I’ve been fortunate enough to fall in with a group of cycling instructors who teach bike-in-traffic principles by borrowing from the same practices and ideas used when you teach people how to drive a car. Whether you agree or disagree, sitting through a bicycling class can have a profound effect on the way you cycle. There are different curricula for bicycle riding instruction, but all share a few core elements.
There are lots of reasons that bike instruction hasn’t taken off in SoCal. One is that it’s not mandatory. Another is that people think that because they can ride, they can ride safely in traffic. Another is because people ride for freedom, and what’s more antithetical to freedom than being told how to do something? (Hint: Getting killed or maimed.)
A bike group that operates in what is arguably America’s most challenging group ride environment, the Long Beach Freddies, spurred by the recent deaths and catastrophic injuries of cyclists in the South Bay, paid for and took a course offered by Cycling Savvy, a curriculum that teaches cyclists how to drive in traffic. Spearheaded by Scott Stryker, Bill Holford, Scott Raymond, Bill Harris, and Gil Dodson, the Freddies have begun grappling with the considerable issue of safety that is posed on every one of their M-F group rides.
This is because their route always travels for several miles along extremely congested stretches of Pacific Coast Highway where there is no bike lane, where the shoulder/gutter are filled with debris, pavement irregularities, and where for long sections riders are exposed to the door zone of parked cars. “It’s only a matter of time” was the sentiment that led this performance-oriented Lycra crowd to do the unthinkable: Take bike riding lessons from hairy-legged dorks on cargo bikes.
Cycling Savvy instructor Gary Cziko gave a tremendous presentation filled with facts, laws, video clips, strategies, and advice for how to conquer the fear of cagers and how to turn the roadway into a safe operating space. None of it involved tossing water bottles at offending cagers or the phrase “Fuck you!” The entire gang of speedsters was awestruck by the opening video clip showing Keri Caffrey, a yellow-shirted commuter on flat pedals, totally owning a fast, congested roadway in Orlando by completely controlling the traffic around her.
We all thought the same thing: “If she can do it, why can’t we?”
It’s no exaggeration to say that the Freddies are on the cutting edge of change. One person can’t change the world, but each person can change her world, and in the words of instructor Pete Van Nuys, “When you see things differently, you change the things you see.”
There are multiple levels of change required if cyclists are going to take their rightful place in the transportation network. Some of those changes are legal, some will require cager education, and in some few cases they will require infrastructure. But the one place that change must also occur is among the cyclists themselves. As Brad House loved to say, “I’m not in traffic, I am traffic.”
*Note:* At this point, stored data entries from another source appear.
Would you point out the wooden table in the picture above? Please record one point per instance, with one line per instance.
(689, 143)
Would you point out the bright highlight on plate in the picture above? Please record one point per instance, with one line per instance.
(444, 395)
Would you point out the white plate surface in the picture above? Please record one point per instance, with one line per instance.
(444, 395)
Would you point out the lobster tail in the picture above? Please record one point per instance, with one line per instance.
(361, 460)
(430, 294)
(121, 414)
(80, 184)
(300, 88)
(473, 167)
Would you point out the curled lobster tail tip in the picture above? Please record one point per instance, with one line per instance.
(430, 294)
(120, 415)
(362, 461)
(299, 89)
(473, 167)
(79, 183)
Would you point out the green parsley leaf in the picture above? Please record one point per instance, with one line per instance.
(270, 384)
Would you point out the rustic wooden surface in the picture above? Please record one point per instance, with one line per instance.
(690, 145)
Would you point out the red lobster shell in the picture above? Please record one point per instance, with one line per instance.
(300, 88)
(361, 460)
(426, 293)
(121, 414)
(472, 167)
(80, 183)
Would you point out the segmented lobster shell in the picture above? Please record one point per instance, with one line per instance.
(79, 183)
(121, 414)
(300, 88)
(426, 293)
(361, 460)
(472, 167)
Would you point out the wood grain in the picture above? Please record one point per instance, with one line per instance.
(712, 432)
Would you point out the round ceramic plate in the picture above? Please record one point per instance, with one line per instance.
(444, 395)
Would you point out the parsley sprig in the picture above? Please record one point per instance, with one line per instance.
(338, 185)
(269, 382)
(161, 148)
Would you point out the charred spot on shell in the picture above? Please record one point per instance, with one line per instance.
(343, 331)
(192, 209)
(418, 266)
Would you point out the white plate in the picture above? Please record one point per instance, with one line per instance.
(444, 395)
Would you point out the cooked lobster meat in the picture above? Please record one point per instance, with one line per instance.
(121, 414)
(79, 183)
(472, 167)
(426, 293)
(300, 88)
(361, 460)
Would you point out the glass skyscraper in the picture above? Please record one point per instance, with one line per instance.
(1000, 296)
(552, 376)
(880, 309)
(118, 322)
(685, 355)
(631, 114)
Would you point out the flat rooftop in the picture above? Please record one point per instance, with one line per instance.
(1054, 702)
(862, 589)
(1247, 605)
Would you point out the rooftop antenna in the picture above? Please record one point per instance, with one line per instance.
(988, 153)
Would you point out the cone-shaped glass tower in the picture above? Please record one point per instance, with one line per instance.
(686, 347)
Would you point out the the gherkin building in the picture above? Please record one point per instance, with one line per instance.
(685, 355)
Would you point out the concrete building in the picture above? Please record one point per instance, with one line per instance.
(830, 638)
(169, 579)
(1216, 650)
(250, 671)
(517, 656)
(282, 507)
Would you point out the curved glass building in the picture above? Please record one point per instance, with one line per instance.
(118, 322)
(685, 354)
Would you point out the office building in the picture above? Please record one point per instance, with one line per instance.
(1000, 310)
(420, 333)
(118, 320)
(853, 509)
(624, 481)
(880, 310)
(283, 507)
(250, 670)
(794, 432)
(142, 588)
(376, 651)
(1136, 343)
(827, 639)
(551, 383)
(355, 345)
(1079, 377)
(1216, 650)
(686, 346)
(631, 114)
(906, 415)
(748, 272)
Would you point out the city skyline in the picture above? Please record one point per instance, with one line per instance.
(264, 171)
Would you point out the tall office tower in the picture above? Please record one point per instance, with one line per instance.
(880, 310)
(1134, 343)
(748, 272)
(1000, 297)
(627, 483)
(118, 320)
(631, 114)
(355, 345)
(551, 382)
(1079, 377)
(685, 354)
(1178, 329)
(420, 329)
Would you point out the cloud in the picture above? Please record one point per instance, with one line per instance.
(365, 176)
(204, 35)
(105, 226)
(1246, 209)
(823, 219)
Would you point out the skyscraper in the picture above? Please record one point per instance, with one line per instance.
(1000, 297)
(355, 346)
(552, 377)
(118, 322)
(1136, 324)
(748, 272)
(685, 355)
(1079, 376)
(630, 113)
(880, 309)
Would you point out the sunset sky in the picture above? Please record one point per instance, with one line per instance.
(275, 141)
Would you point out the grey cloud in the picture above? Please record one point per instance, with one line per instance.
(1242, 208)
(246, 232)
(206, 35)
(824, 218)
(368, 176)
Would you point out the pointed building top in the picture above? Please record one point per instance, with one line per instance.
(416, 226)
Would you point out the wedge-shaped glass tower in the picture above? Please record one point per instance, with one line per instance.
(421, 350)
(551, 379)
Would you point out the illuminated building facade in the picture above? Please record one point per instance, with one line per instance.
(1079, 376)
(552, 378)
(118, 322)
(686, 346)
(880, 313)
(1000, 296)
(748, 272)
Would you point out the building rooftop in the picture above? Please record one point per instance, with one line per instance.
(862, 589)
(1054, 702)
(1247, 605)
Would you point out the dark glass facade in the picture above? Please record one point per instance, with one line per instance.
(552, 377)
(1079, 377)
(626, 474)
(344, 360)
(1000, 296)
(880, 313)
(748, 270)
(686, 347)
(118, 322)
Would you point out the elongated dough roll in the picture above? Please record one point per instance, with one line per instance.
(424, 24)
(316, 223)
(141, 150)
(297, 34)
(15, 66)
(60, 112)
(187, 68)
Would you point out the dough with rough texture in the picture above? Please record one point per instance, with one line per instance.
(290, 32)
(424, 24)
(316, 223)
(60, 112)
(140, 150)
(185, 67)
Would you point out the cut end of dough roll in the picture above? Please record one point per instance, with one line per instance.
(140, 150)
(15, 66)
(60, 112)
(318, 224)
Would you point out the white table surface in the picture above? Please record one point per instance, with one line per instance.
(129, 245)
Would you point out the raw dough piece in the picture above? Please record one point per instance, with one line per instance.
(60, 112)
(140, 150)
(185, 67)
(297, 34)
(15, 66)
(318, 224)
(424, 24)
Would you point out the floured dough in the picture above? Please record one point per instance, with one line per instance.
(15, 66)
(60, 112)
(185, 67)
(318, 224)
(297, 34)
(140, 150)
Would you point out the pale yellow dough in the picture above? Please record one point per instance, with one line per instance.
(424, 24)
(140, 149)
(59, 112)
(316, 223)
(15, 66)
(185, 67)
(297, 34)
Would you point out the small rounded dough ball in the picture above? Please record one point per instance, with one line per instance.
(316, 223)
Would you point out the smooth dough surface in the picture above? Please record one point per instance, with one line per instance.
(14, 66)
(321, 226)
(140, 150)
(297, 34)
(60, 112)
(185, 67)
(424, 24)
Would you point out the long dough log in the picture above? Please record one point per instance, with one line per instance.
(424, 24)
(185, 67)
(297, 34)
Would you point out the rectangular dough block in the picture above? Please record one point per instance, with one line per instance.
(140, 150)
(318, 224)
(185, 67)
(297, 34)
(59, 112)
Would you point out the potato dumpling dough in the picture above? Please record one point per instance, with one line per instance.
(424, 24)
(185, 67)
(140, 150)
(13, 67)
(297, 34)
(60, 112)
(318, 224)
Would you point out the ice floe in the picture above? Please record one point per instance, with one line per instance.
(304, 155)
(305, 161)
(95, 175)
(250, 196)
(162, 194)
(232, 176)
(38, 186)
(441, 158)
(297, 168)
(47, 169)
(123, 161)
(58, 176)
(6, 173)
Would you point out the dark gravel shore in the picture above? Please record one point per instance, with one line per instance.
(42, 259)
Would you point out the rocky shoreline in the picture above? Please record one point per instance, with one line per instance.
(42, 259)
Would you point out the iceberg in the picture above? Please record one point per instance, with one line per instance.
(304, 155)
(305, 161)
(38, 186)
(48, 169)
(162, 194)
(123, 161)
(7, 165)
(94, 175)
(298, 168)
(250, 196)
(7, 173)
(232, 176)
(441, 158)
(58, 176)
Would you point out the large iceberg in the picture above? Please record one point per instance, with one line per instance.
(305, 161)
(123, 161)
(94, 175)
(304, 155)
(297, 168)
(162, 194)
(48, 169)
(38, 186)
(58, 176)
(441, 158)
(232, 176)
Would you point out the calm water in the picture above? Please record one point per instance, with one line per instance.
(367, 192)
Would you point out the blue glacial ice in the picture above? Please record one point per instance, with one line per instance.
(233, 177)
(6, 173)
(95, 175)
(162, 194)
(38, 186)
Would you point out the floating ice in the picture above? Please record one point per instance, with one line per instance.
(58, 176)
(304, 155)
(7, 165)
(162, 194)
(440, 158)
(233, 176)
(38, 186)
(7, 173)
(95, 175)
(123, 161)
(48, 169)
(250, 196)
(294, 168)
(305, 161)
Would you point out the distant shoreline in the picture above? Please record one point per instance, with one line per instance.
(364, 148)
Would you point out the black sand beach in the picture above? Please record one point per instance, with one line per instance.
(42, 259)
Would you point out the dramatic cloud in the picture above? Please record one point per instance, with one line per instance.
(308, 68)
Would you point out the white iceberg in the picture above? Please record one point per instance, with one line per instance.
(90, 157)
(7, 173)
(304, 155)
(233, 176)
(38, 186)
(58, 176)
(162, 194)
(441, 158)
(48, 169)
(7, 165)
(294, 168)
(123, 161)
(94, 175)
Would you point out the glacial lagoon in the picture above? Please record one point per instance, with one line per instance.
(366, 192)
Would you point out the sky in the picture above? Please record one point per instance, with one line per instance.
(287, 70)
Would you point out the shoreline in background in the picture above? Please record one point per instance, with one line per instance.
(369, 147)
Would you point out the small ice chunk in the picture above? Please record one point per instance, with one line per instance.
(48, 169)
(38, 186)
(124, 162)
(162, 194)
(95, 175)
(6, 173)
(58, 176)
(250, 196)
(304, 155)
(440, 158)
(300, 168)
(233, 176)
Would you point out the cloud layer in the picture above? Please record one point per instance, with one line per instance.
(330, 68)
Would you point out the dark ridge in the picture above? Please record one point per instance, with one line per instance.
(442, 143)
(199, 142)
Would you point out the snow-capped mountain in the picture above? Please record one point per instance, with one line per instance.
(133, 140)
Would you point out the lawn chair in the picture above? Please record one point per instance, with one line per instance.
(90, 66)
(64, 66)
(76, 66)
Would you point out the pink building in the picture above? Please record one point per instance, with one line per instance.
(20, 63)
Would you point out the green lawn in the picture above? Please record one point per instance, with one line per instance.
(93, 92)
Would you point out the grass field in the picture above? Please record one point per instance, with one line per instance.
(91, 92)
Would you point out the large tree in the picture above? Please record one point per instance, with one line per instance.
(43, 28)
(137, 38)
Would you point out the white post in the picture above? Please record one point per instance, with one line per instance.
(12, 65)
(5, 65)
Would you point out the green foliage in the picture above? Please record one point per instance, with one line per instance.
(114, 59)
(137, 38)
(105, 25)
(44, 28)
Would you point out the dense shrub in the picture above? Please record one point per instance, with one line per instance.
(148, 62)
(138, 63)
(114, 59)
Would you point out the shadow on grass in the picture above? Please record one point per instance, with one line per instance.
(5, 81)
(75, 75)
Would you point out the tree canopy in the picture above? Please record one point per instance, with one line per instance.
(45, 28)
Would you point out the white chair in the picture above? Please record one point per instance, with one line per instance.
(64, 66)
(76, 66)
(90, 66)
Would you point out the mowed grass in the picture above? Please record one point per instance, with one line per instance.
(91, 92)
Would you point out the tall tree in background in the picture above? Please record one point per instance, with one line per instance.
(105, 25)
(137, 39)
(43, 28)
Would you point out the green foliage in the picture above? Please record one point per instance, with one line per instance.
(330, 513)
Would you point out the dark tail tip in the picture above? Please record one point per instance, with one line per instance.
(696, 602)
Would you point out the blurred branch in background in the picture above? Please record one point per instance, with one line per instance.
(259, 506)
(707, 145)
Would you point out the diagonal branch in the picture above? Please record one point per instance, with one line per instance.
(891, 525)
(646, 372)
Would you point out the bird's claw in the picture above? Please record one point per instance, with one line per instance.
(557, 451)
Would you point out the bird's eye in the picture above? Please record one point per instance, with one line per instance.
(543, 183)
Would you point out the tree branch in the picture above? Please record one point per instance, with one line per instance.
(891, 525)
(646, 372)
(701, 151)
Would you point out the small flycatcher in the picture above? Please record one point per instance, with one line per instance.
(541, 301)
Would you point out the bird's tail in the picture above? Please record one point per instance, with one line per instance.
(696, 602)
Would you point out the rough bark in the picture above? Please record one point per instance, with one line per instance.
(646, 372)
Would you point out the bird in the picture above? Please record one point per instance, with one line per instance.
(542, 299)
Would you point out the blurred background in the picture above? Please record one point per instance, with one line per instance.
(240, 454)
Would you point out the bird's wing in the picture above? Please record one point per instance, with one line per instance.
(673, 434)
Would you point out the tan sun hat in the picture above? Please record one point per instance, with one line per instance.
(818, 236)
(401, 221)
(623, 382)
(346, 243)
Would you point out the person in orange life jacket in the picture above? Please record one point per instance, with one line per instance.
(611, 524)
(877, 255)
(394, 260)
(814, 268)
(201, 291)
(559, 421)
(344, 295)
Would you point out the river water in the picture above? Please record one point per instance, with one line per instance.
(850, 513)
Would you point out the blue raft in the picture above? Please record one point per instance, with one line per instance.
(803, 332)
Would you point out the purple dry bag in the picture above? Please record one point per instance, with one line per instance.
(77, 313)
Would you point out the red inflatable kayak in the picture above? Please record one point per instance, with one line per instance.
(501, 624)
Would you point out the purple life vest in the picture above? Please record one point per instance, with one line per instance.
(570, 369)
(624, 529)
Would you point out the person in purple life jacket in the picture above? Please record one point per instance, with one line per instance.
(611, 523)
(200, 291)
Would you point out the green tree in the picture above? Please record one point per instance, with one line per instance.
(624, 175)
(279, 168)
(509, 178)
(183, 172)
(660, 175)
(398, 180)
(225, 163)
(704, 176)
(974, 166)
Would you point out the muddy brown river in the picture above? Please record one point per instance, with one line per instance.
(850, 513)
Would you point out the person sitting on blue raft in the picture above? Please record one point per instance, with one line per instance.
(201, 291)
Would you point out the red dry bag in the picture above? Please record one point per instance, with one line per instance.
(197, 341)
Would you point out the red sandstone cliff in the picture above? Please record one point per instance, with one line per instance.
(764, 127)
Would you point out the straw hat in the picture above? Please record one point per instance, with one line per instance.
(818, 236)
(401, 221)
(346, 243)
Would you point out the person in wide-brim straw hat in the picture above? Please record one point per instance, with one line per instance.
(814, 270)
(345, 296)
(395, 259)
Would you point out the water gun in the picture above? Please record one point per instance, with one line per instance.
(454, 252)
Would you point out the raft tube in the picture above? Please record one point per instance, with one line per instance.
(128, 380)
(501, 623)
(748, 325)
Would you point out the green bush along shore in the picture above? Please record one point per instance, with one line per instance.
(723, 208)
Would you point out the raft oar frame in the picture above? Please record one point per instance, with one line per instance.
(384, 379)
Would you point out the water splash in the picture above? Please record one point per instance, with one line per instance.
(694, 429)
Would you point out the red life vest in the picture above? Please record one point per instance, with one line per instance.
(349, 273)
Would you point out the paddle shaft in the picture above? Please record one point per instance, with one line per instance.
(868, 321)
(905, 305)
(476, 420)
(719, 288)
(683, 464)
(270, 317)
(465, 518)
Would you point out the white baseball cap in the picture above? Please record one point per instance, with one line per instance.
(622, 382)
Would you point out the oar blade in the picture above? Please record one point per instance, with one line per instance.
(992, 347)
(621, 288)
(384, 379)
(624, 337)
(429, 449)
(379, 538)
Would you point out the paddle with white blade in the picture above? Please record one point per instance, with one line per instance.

Taking the time to take a class, think about it, and apply it to your own regular rides will bootstrap safety discussions from “I think therefore it is,” to “This principle suggests that the best choice is [x].” And once you’re educated it’s a tiny step to asking others to take the time to get educated, too.
Shared principles among cyclists for riding in traffic that don’t include flipping off cars? Well, yes.